El dominio de Trump ha sacudido a los líderes republicanos, que temen que no tenga lo necesario para ser electo en una contienda contra Clinton en noviembre. Pese a que Trump ha profesado tener una buena relación con la élite de su partido, advirtió al presidente de la Cámara de Representantes, Paul Ryan, quien declaró antes durante la jornada que "este partido no depreda los prejuicios del pueblo". Trump dijo que si no logran establecer una buena relación "tendrá que pagar un alto precio".

Pero todos los esfuerzos por detenerlo han sido en vano, incluyendo una agresiva campaña por parte del senador de Florida, Marco Rubio, por desacreditar al multimillonario empresario.


Para el senador de Florida, Marco Rubio, la noche se convertía en decepción. Se adjudicó su primer triunfo en Minnesota pero no pudo mantener vivas las esperanzas de los funcionarios republicanos que le han presentado como la mejor alternativa del partido a Trump.

Con un ojo puesto en las primaras de Florida el próximo 15 de marzo, Rubio prometió mantener sus esfuerzos por "desenmascarar la verdadera identidad del líder de esta contienda".

Cruz necesitaba desesperadamente ganar en su estado, Texas, para seguir en la carrera.

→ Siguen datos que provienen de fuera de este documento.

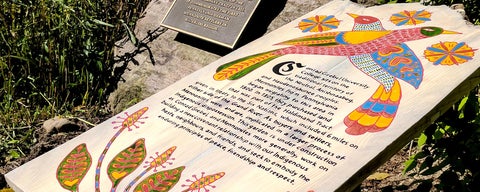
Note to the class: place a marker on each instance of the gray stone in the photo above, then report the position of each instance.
(170, 60)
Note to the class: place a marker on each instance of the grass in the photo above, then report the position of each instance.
(56, 56)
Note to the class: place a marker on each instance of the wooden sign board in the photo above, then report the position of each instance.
(312, 106)
(217, 21)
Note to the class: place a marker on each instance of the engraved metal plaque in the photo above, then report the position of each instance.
(217, 21)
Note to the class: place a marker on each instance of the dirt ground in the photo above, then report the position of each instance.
(387, 178)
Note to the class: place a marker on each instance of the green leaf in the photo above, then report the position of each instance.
(422, 139)
(102, 23)
(409, 165)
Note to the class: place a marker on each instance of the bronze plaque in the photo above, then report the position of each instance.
(217, 21)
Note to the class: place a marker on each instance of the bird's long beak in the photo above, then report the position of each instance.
(450, 32)
(353, 15)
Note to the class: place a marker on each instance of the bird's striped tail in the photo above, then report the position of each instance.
(240, 67)
(376, 113)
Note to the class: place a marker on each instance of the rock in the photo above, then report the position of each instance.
(171, 56)
(58, 124)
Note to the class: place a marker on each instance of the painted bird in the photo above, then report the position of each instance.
(379, 53)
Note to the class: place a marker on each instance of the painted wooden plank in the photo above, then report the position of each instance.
(316, 105)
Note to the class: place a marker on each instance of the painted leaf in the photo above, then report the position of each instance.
(203, 182)
(318, 23)
(126, 161)
(160, 181)
(74, 167)
(449, 53)
(410, 17)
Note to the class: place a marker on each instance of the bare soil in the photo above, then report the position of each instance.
(390, 179)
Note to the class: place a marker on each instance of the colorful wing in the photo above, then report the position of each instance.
(401, 62)
(336, 38)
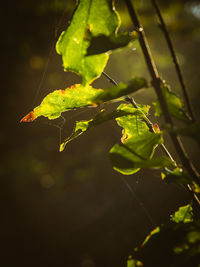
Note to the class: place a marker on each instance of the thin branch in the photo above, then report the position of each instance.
(147, 121)
(150, 126)
(156, 82)
(174, 57)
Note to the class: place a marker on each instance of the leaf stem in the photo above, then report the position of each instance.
(174, 57)
(156, 82)
(146, 120)
(150, 126)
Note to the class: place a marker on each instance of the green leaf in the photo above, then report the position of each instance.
(174, 103)
(80, 96)
(192, 130)
(83, 126)
(152, 233)
(138, 144)
(183, 215)
(102, 43)
(175, 176)
(92, 17)
(128, 159)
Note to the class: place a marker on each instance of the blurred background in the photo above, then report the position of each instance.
(71, 208)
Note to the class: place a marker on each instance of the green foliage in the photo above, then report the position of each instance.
(83, 126)
(85, 48)
(175, 176)
(137, 144)
(192, 130)
(102, 43)
(174, 103)
(91, 18)
(183, 215)
(176, 243)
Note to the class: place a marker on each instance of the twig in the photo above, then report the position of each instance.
(150, 126)
(147, 121)
(156, 82)
(174, 57)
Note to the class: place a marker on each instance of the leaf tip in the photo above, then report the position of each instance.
(29, 117)
(62, 147)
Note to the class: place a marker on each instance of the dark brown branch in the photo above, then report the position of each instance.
(156, 82)
(173, 54)
(148, 122)
(150, 126)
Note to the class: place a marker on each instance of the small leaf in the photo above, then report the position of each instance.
(102, 43)
(183, 215)
(175, 176)
(152, 233)
(127, 161)
(95, 17)
(78, 96)
(83, 126)
(138, 144)
(192, 130)
(133, 263)
(174, 103)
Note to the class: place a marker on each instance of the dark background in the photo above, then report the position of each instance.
(71, 208)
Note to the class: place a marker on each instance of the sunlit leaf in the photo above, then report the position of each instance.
(92, 17)
(133, 263)
(174, 103)
(83, 126)
(183, 215)
(152, 233)
(103, 43)
(192, 130)
(175, 176)
(80, 96)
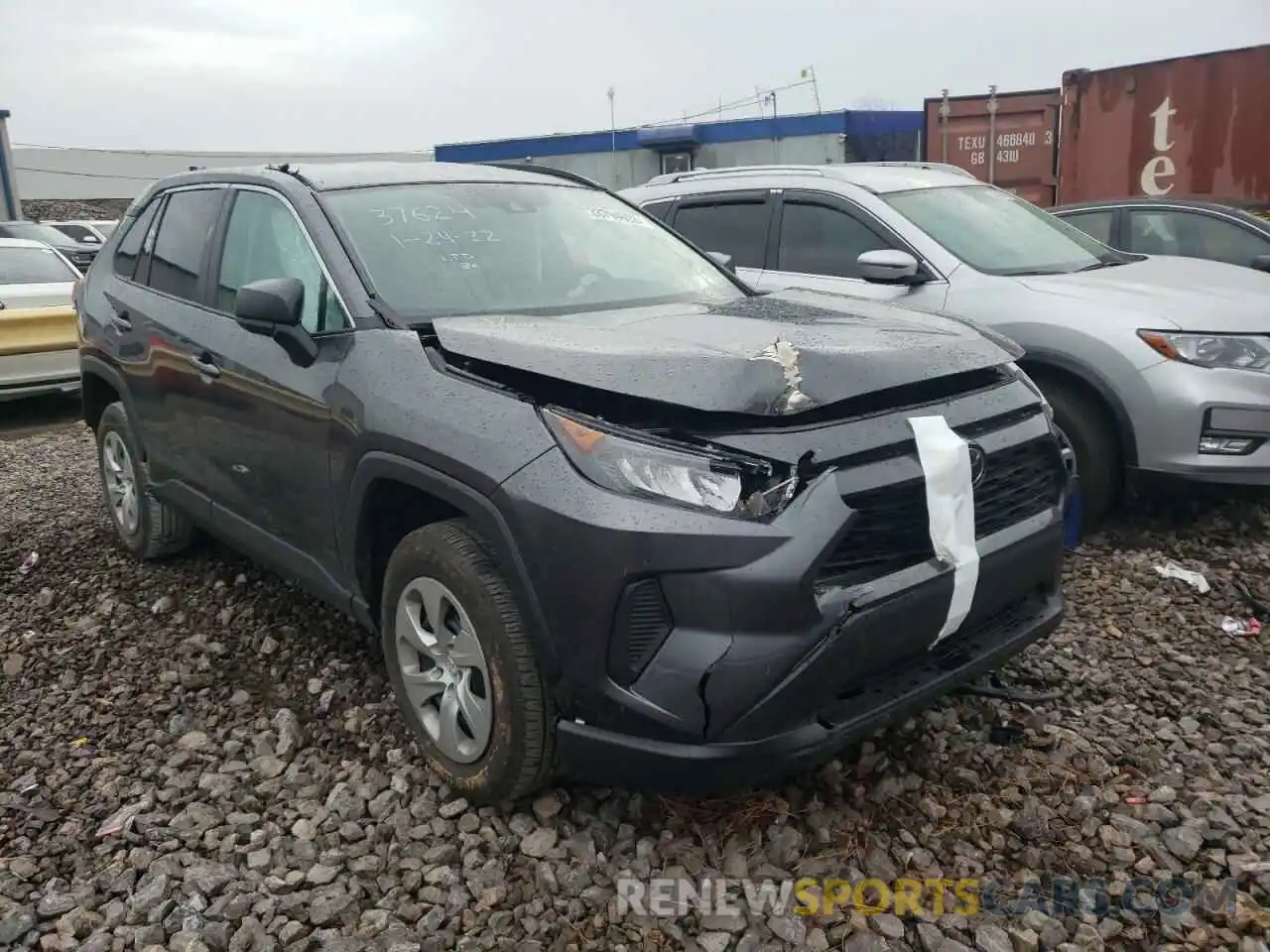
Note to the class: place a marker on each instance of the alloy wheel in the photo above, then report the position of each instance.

Se impuso a Trump en tres elecciones en estas primarias, más que cualquier otro de sus rivales, algo que recalcó cuando pidió la retirada de Rubio y de los demás aspirantes.

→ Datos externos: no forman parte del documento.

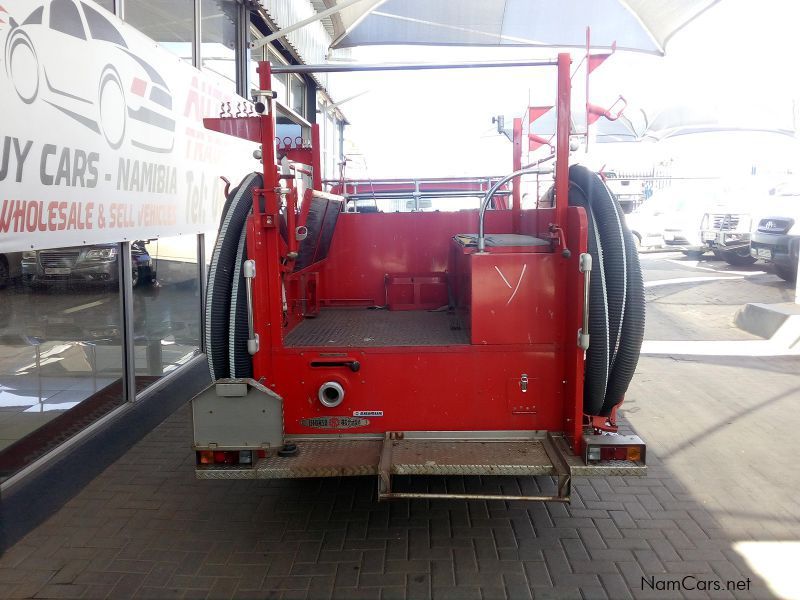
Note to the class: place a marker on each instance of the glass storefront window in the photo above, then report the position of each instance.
(218, 31)
(166, 306)
(298, 99)
(60, 347)
(168, 22)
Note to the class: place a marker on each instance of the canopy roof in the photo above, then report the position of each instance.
(641, 25)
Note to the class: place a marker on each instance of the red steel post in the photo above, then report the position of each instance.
(263, 243)
(562, 141)
(516, 192)
(316, 161)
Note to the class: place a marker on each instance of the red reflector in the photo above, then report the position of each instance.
(613, 453)
(138, 86)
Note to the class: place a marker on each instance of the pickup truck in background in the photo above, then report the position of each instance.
(776, 236)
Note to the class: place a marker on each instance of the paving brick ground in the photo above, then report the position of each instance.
(721, 436)
(146, 528)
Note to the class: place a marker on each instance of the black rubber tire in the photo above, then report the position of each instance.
(241, 365)
(786, 273)
(220, 275)
(616, 303)
(739, 257)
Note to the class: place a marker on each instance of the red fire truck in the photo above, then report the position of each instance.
(348, 340)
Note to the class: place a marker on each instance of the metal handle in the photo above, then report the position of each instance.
(586, 269)
(490, 194)
(249, 270)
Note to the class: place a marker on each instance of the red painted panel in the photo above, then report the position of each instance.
(464, 388)
(368, 246)
(513, 298)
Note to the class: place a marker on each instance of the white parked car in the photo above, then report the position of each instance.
(645, 224)
(679, 210)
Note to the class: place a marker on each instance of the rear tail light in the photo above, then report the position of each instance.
(228, 457)
(601, 448)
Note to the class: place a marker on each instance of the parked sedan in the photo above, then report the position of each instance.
(9, 267)
(87, 264)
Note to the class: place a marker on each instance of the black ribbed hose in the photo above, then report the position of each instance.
(221, 272)
(616, 302)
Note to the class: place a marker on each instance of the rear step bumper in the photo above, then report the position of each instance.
(404, 454)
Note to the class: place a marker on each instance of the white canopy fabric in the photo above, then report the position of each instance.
(641, 25)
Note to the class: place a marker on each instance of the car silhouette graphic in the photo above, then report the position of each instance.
(52, 57)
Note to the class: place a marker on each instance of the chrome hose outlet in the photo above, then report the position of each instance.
(331, 394)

A la espera de más resultados, Trump tiene al menos a 175 delegados del Supermartes, mientras que Cruz ganó al menos 89. En total, Trump lidera a los republicanos con 257 delegados.

Los triunfos de Sanders fueron de poca ayuda para reducir su desventaja con Clinton, quien se aseguró al menos 441 de los 865 delegados en juego. Sanders tiene al menos 262.

Las victorias de Trump en el sur fueron un golpe para Cruz, que alguna vez vio a la región como su oportunidad de abrirle un sendero rumbo a la nominación. En su lugar, vio como Trump, el arrogante magnate neoyorquino, desplegó una sorprendente solidez entre los cristianos y los conservadores sociales.

Los republicanos pasaron meses sin presentarle grandes retos a Trump, asumiendo equivocadamente que su atractivo populista se desvanecería eventualmente. En su lugar, aparentemente solo se fortaleció, ganando estados y generando apoyo por algunas de sus propuestas más polémicas.

En seis de los estados que votaron el martes, la gran mayoría de los votantes republicanos indicó que están de acuerdo con la propuesta de Trump de prohibir el ingreso a Estados Unidos a todos los musulmanes que no cuenten con la ciudadanía. Nueve de cada 10 votantes de Trump buscan a una persona que no esté metida en el plano político y la mitad de ellos estaban molestos con el gobierno, de acuerdo a las encuestas realizadas por Edison Research para The Associated Press y cadenas de televisión.

En la carrera republicana, Clinton recuperó el camino luego de un sorpresivo desafío por parte de Sanders. El senador de Vermont obtuvo un triunfo cómodo en su estado natal y dijo a la multitud durante su discurso de victoria que estaba "muy orgulloso de inculcar los valores de Vermont en todo el país".

Sanders, que animó a sus seguidores con llamados a una "revolución política", ha luchado para ampliar su base de votantes más allá de los jóvenes y los liberales. Su debilidad con los votantes negros, un eje importante del electorado demócrata, volvió a quedar de manifiesto.

Clinton recibió el apoyo de al menos el 80% del electorado negro en el Deep South y Texas. Las mujeres y las personas mayores fueron otros de los pilares de su triunfo.